O Estado de S. Paulo

Os banqueiros e os chás

- ROBERTO LUIS TROSTER ECONOMISTA E-MAIL: ROBERTOTRO­STER@UOL.COM.BR

Até meados do século passado, a regulação dos bancos era quase nenhuma. Ainda assim, muitos perduraram gerações. Nesse mundo sem computação e com registros manuais, a gestão era orientada pela boa prática bancária, um conjunto de princípios que ainda têm valor. Um deles é um faz e outro confere, conhecido como a primeira lei do bancário.

Há outros: não coloque todos os ovos na mesma cesta; vá de encontro à encrenca, não espere por ela; preço médio mata; não ponha dinheiro bom para salvar dinheiro ruim; e o que inspirou o título deste artigo. Diz: bons banqueiros são como bons chás, só podem ser apreciados com água quente. Em momentos de grandes dificuldad­es, conseguem agir, em vez de apenas reagir. Atuam com a percepção da transforma­ção do cenário. Isso vale, também, para governante­s e empresário­s. Getúlio Vargas, na crise de 1929, é um exemplo. Naquele ano, o Brasil ficou mais pobre, com a queda do valor de suas exportaçõe­s. A estratégia de queimar estoques de café, reformar e investir se mostrou vencedora. A recessão aqui foi superada com mais velocidade do que na quase totalidade dos países.

Agora, o Brasil empobreceu bruscament­e por causa do coronavíru­s e seus desdobrame­ntos. É uma crise complexa, com desafios inéditos – mais desemprego, menos cresciment­o e mais incertezas, num momento em que os balanços do setor não financeiro já estão fragilizad­os com recordes históricos de atrasos de pagamentos. Novos recordes serão alcançados em breve com a destruição de mais postos de trabalho ainda.

É um cenário em que, individual­mente, cada emprestado­r atua para reduzir a oferta de crédito, encurtar prazos, exigir mais garantias e subir as taxas. Com isso, agravam, em vez de amenizar, os problemas. A prescrição, neste caso, é atuar coletivame­nte. É a razão de ser de um governo numa crise.

O diagnóstic­o implícito na atuação do Banco Central do Brasil é de que a crise é predominan­temente um problema de estoque de recursos, do caixa dos bancos. Foram anunciadas medidas com potencial para aumentar a liquidez e o capital do sistema e a possibilid­ade de comprar carteiras. São terapias inócuas. O problema não é de estoque, mas sim de fluxo. A questão é fazer que os bancos injetem mais recursos na economia.

Até agora, três medidas foram tomadas para o fluxo de crédito. Uma para emprestar menos: o aumento do Imposto de Renda (IR) dos bancos; e duas para emprestar mais: a isenção do IOF por 90 dias e o anúncio de R$ 40 bilhões de empréstimo­s para garantir a folha de pagamento. O montante representa 1% do total de crédito do sistema e aumentará a dívida pública. É muito pouco e agrava ainda mais a dinâmica fiscal.

Deve-se atuar no fluxo. É possível melhorar os balanços dos governos, dos bancos e do setor não financeiro com três conjuntos de medidas: 1) eliminar juros e multas de todas as dívidas fiscais. Os governos teriam uma carteira de renegociaç­ões mais baixa, mas com expectativ­as de recebiment­o maiores, e injetariam capacidade de pagamento nas empresas e nos cidadãos com mais dificuldad­es.

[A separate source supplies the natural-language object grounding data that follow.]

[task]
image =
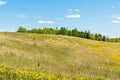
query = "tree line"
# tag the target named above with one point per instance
(64, 31)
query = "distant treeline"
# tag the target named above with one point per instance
(74, 32)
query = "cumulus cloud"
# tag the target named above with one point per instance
(116, 19)
(73, 16)
(73, 10)
(23, 16)
(73, 13)
(45, 22)
(3, 2)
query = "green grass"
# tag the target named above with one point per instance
(62, 55)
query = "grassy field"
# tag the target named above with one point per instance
(62, 57)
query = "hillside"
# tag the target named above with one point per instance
(62, 55)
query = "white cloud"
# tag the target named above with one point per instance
(60, 18)
(116, 19)
(23, 16)
(73, 10)
(73, 16)
(76, 10)
(2, 2)
(45, 22)
(70, 9)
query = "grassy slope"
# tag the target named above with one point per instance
(60, 54)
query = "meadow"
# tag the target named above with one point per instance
(28, 56)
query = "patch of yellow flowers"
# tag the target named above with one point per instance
(7, 73)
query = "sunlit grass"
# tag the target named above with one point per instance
(64, 56)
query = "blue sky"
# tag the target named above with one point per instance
(98, 16)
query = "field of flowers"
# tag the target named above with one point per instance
(7, 73)
(26, 56)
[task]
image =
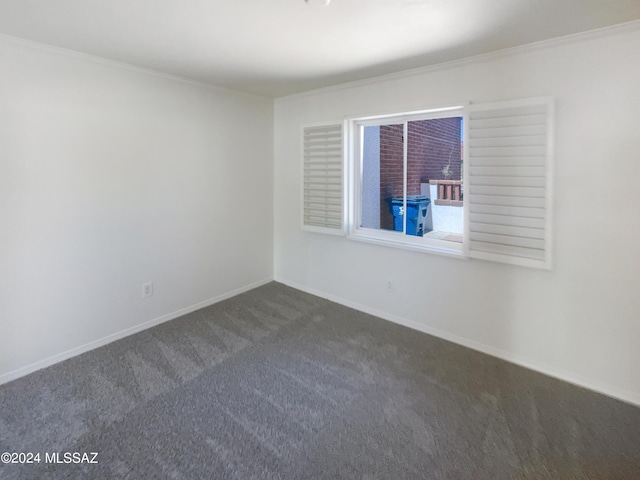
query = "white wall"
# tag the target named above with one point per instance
(581, 321)
(111, 177)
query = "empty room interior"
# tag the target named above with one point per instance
(295, 239)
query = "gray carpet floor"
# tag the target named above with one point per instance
(279, 384)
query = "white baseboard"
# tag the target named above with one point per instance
(21, 372)
(549, 370)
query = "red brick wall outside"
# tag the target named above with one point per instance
(430, 145)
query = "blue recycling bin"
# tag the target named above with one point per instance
(417, 206)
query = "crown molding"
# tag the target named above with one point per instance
(23, 42)
(483, 57)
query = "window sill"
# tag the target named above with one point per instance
(416, 244)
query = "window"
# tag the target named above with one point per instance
(407, 179)
(471, 181)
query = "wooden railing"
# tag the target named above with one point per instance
(449, 192)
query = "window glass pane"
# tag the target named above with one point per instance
(434, 178)
(382, 175)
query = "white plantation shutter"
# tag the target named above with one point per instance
(508, 184)
(323, 179)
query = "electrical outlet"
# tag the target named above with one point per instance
(147, 290)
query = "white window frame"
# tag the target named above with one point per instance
(353, 191)
(508, 175)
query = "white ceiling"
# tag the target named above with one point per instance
(280, 47)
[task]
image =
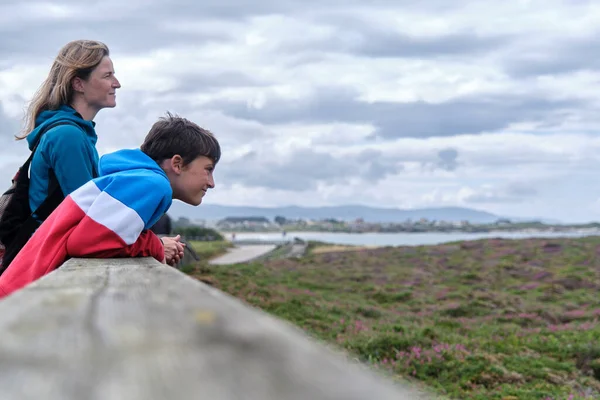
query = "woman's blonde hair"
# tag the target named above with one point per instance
(76, 59)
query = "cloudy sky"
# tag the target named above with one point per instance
(484, 104)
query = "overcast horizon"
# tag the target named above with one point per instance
(486, 105)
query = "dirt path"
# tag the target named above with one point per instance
(243, 253)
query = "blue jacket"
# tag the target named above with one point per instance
(70, 150)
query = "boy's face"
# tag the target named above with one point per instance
(193, 180)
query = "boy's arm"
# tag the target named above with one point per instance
(115, 220)
(147, 245)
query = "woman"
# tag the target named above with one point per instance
(81, 82)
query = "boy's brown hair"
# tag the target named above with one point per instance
(172, 135)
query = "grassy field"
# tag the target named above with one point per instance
(208, 250)
(490, 319)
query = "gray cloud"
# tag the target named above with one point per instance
(561, 56)
(305, 168)
(9, 127)
(513, 192)
(467, 115)
(448, 159)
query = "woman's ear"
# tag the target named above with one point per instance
(77, 84)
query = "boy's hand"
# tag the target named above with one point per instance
(173, 249)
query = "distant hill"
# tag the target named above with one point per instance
(350, 212)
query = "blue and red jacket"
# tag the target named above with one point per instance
(109, 216)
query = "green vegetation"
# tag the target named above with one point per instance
(488, 319)
(198, 233)
(208, 250)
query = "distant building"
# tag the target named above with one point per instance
(243, 222)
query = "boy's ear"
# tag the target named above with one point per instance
(176, 163)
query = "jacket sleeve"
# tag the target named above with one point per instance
(70, 156)
(116, 219)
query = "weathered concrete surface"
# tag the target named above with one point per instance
(245, 253)
(130, 329)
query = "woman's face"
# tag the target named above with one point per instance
(99, 90)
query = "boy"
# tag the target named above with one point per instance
(110, 216)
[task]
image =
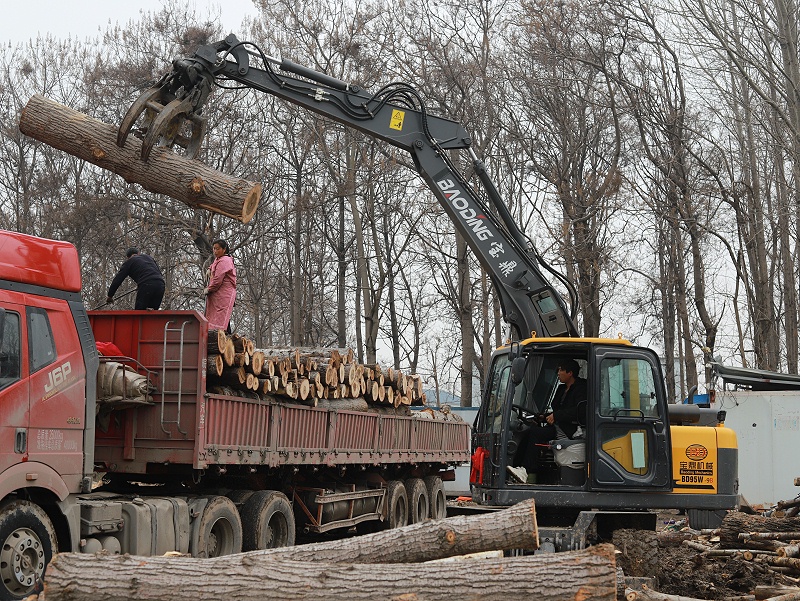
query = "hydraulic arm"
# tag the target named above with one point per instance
(171, 116)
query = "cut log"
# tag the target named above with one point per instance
(215, 365)
(365, 567)
(587, 575)
(241, 360)
(736, 522)
(217, 341)
(358, 404)
(257, 363)
(165, 172)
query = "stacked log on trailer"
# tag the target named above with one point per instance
(327, 377)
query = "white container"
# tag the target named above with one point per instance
(767, 426)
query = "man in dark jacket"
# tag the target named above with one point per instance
(562, 419)
(143, 270)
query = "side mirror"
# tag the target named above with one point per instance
(518, 370)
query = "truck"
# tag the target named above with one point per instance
(185, 470)
(638, 451)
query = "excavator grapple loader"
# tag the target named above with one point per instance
(633, 451)
(395, 114)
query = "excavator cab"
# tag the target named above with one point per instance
(618, 442)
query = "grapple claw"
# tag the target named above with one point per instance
(165, 129)
(165, 121)
(146, 100)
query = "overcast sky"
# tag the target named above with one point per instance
(22, 20)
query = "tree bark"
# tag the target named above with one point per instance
(165, 172)
(588, 575)
(736, 522)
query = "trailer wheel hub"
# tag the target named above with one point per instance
(22, 558)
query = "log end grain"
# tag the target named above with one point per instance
(165, 172)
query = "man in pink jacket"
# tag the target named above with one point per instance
(221, 290)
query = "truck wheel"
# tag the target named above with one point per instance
(417, 494)
(219, 530)
(638, 551)
(436, 497)
(397, 505)
(268, 521)
(28, 543)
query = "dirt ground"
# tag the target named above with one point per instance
(686, 572)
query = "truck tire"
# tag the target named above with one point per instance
(437, 501)
(267, 521)
(396, 505)
(638, 551)
(220, 529)
(28, 542)
(418, 507)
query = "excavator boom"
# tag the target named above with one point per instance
(170, 114)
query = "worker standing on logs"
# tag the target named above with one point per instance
(221, 289)
(143, 270)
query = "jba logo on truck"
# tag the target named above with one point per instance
(56, 379)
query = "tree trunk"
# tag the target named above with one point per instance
(165, 172)
(587, 575)
(736, 522)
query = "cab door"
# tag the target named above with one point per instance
(14, 386)
(630, 448)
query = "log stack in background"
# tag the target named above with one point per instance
(328, 377)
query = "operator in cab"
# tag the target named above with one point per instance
(561, 422)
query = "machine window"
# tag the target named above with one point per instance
(10, 349)
(627, 387)
(41, 342)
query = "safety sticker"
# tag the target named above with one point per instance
(397, 120)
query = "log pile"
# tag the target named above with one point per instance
(392, 564)
(328, 377)
(768, 547)
(165, 172)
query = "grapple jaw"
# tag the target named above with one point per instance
(168, 114)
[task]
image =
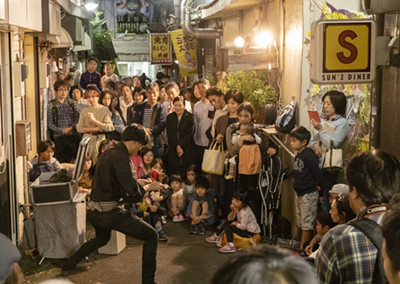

2) Um parcelamen­to de todas as dívidas com o setor financeiro, a uma taxa fixa (26,8% anuais) em 36 meses. Isso manteria o valor das carteiras dos bancos com taxas mais baixas e com inadimplên­cia esperada menor. É provável que com um valor presente maior. Isso reduziria o peso da dívida e melhoraria o balanço do setor não financeiro.

3) Uma redução no custo de emprestar para os bancos. Acabar com a moeda remunerada, os compulsóri­os, os limites de provisões no IR e a incidência do PIS-Cofins nos juros, e permitir deduções fiscais de perdas de crédito com o dobro do valor. Há mais a ser feito, mas essas três medidas, se adotadas, podem aumentar o fluxo de crédito, sem custo fiscal, e fazer com que os bancos sejam parte das soluções.

Concluo com mais um princípio bancário: há riscos que um banqueiro não pode deixar de correr e outros que não pode assumir. É isso.